Roughly how much does a run cost?

It depends on the goal length, step budget, model, and provider. A typical 20–40 step run on a mid-tier model lands in the few-cents-to-low-dollars range; smaller models (Haiku 4.5, Gemini 2.5 Flash Lite, GPT-4.1 Nano) shave that further. Token use is dominated by screenshot inputs. The step and token budgets cap cost predictably.

Can I run Harness in CI, headless?

Partly, today. Harness ships harness-mcp (see above), so an agent can start, poll, and cancel runs programmatically against the same store the GUI uses — that's the automation path right now. A first-class headless CI mode that fails PR builds on UX regressions is still on the roadmap; watch the issue tracker.

Does Harness self-update?

Yes. Harness uses Sparkle — there's a Check for Updates… item in the app menu, and it checks automatically on a schedule (you're asked once whether to enable automatic checks). Updates are EdDSA-signed and delivered over the same notarized, Developer-ID-signed pipeline as the GitHub releases; the appcast feed is hosted on GitHub Pages.

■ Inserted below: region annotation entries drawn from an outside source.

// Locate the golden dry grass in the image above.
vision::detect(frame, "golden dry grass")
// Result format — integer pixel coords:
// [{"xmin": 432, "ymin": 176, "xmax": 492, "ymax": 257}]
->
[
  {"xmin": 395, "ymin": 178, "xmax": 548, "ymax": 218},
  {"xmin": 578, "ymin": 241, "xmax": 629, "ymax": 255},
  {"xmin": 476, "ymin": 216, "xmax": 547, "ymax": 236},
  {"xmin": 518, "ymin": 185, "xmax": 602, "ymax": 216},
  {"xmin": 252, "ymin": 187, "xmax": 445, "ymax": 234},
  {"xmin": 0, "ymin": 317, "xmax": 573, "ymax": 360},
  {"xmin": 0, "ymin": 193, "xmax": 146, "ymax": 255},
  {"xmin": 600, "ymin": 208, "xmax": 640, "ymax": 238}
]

Does my data leave my Mac?

Only if you pick a cloud provider. Screenshots and step events go to whichever provider you select — Anthropic, OpenAI, or Google — that's the inference path that drives the agent. The Local Mac provider keeps everything on your machine: Ollama runs at 127.0.0.1, no internet required, no data leaves the box.

Either way, run logs (JSONL plus screenshots) live on disk in ~/Library/Application Support/Harness/runs/. Nothing else phones home — no analytics, no telemetry, no remote logging.

What versions of Xcode and macOS do I need?

macOS 14 (Sonoma) or later, and Xcode 16 or later — Harness uses Swift 6 strict concurrency. The iOS Simulator ships with Xcode.

Can I drive Harness from an agent or Claude?

Yes. Harness ships harness-mcp, a stdio MCP server built from the same source as the app. Register it in your MCP client and an agent — Claude or any MCP client — can list and create Applications, Personas, and Actions, stage per-app credentials, and start, poll, and cancel runs (start_run, get_run_status, get_run_result, cancel_run, list_runs). It opens the GUI's on-disk store, so agent-created runs appear in the app — badged Agent, in a dedicated Agent Sessions view — and vice-versa. See HarnessMCP.